Once every month, we’ll share the motivation and passion that drives one book club — it could be yours! — from across the globe. These are the people who have combined the solitary pleasure of reading a book with the joy of sharing, discussing, and debating it in a social setting.
For the month of October, we spoke to Natalia Gameson, who runs the Surbiton Book Club just outside of London, England (and clearly likes dressing up and wearing crowns).
What was the inspiration for starting the Surbiton Book Club?
The book club actually started in a town about four miles away, in Epsom. It gradually got moved over to the quintessentially English spot of Richmond, where it stayed for about two years.

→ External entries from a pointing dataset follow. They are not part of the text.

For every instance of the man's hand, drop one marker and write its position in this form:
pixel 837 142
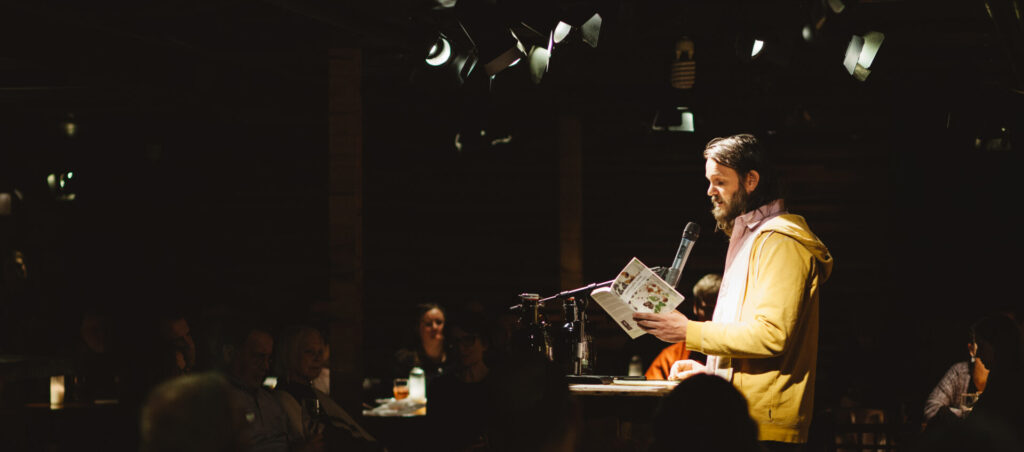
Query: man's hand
pixel 682 370
pixel 669 327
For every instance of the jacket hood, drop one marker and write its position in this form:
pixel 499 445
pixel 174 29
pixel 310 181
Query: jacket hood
pixel 796 227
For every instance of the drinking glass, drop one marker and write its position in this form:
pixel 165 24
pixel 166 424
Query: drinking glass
pixel 400 388
pixel 968 400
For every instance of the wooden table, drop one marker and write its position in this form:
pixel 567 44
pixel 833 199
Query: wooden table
pixel 617 416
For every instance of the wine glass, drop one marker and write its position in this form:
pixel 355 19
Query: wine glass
pixel 968 400
pixel 400 388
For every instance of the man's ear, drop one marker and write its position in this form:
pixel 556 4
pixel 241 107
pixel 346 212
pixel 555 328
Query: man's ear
pixel 752 179
pixel 226 352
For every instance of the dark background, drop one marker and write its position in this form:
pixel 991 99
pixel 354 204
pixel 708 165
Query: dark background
pixel 202 179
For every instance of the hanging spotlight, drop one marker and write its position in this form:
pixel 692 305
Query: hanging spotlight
pixel 860 53
pixel 591 30
pixel 756 48
pixel 561 31
pixel 440 52
pixel 684 69
pixel 496 45
pixel 60 185
pixel 837 5
pixel 676 119
pixel 749 47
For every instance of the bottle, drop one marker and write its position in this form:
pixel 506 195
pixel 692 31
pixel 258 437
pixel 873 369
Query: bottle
pixel 417 384
pixel 531 334
pixel 576 340
pixel 636 367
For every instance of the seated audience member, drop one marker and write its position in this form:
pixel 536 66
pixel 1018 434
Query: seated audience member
pixel 706 295
pixel 994 422
pixel 998 408
pixel 705 413
pixel 963 377
pixel 176 335
pixel 428 351
pixel 458 400
pixel 310 412
pixel 94 359
pixel 192 413
pixel 538 412
pixel 247 355
pixel 323 381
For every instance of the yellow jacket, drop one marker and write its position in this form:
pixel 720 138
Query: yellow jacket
pixel 774 345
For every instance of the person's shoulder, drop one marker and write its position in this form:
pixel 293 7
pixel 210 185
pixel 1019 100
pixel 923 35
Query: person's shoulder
pixel 961 367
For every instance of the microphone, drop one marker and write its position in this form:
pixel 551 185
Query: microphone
pixel 579 291
pixel 690 234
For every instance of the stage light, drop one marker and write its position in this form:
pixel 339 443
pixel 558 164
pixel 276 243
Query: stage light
pixel 677 119
pixel 837 5
pixel 756 48
pixel 6 201
pixel 496 45
pixel 561 31
pixel 60 186
pixel 440 52
pixel 539 58
pixel 591 30
pixel 683 73
pixel 860 53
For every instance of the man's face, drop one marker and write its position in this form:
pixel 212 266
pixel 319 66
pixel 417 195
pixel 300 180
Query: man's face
pixel 309 356
pixel 728 197
pixel 471 347
pixel 702 310
pixel 252 362
pixel 432 326
pixel 178 333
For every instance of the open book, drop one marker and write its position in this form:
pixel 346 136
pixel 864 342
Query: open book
pixel 637 288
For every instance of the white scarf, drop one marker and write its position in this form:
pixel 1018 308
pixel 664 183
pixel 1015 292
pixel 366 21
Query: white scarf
pixel 730 299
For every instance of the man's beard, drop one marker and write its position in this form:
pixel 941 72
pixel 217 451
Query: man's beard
pixel 725 215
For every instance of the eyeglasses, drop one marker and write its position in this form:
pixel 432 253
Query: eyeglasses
pixel 465 340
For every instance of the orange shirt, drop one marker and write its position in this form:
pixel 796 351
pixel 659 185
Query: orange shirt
pixel 662 365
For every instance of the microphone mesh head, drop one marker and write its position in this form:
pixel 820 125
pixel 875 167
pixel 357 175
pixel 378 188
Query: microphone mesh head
pixel 692 231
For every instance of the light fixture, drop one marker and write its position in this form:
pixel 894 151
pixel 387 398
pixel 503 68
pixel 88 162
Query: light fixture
pixel 683 73
pixel 60 185
pixel 561 31
pixel 497 46
pixel 440 52
pixel 749 46
pixel 756 48
pixel 860 53
pixel 676 119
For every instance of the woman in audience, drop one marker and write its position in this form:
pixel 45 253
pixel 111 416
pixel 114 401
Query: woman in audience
pixel 310 412
pixel 945 401
pixel 428 352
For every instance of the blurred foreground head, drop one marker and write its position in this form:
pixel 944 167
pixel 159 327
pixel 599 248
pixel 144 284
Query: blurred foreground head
pixel 705 413
pixel 190 413
pixel 538 413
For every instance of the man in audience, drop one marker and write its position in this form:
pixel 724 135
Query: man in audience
pixel 247 357
pixel 192 413
pixel 312 416
pixel 705 413
pixel 705 294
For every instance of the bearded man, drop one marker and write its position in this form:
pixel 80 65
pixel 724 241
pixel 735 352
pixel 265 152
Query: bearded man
pixel 763 336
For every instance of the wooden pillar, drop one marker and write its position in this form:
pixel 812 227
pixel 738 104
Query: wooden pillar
pixel 345 236
pixel 570 201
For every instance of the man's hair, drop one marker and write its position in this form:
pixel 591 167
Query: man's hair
pixel 288 343
pixel 707 288
pixel 744 153
pixel 194 413
pixel 721 423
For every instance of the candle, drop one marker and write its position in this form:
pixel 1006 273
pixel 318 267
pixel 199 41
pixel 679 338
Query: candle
pixel 56 392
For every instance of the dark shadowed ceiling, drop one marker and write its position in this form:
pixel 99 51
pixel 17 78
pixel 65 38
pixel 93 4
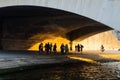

Then last year, Richmond became a bit of a trek for me, so I closed the book club for a bit. When I moved to Surbiton, I decided it was the perfect opportunity to open it up again — it’s such a good way to get to know people in the local area and to make new friends.
In terms of members, Sophie and Suzanne have been with the club since Richmond, and the rest is made up of people who’ve found the club through Twitter, and my friends who live in the area. I’ve used [UK-based classifieds site] Gumtree and Twitter to publicize the group. I also tried using Meetup.com, which didn’t work as well as it attracted people who never read the book.
I certainly read a lot more because of book club, and when I shut it down, I missed it. I’ve met some lovely ladies through it, and it’s been a nice thing to organize.
How does your group select each book? Is there specific criteria?
It varies! Last month, we read Goodbye, Mr. Chips by James Hilton because it’s short, whereas this month, we’ve gone for something longer. If someone comes across a book they think they’d like to read, they suggest it and then we take it from there.
There are a few reasons I picked Jane’s Fame by Claire Harman, which discusses the growth of Jane Austen’s popularity, how she wasn’t very popular in her own time, and the birth of the romance genre. Most people who come along to a book club have a bit of a thing for Jane Austen — or rather, a thing for Mr. Darcy. I thought it would be interesting to have a think about exactly what her appeal is, and to find out more about her actual writing. We’re all so familiar with the stories, but very few of us have read the original texts. I’ve certainly told my friends how much I enjoyed this book, and tweeted about it quite extensively!
For the meeting, I might ask everyone to bring along a prop, either a book or an item of clothing or something Regency-esque, that shows what influence Jane Austen’s had on their lives. Louise, a new member, has already said she wants to bring along a very old copy she has of Pride & Prejudice. I wonder how many will turn up wearing bonnets…
If you could invite any author (or even just any person) to join one of your meetings, who would it be and why?
I did invite an author once about two years ago — the novelist and psychotherapist Lucy Beresford, who wrote a book called Something I’m Not about a woman who didn’t want to have kids. In all honesty, I wasn’t terribly keen on the book, but having her along kicked off a brilliant discussion. Ideally, I’d love to invite the author along every time. Maybe I’ll start working on Claire Harman and see where she’s based…
Of all the books your club has selected, which is your favourite?
My favourite book club experience was probably reading The Curious Incident of the Dog in the Night-Time by Mark Haddon. I’d already read the book on a work trip to Italy, and I’d hated it — mostly because I’d just skimmed it and not bothered paying much attention to it. When I read it for book club, I got so much out of it, and came to see what a fabulous novel it really is.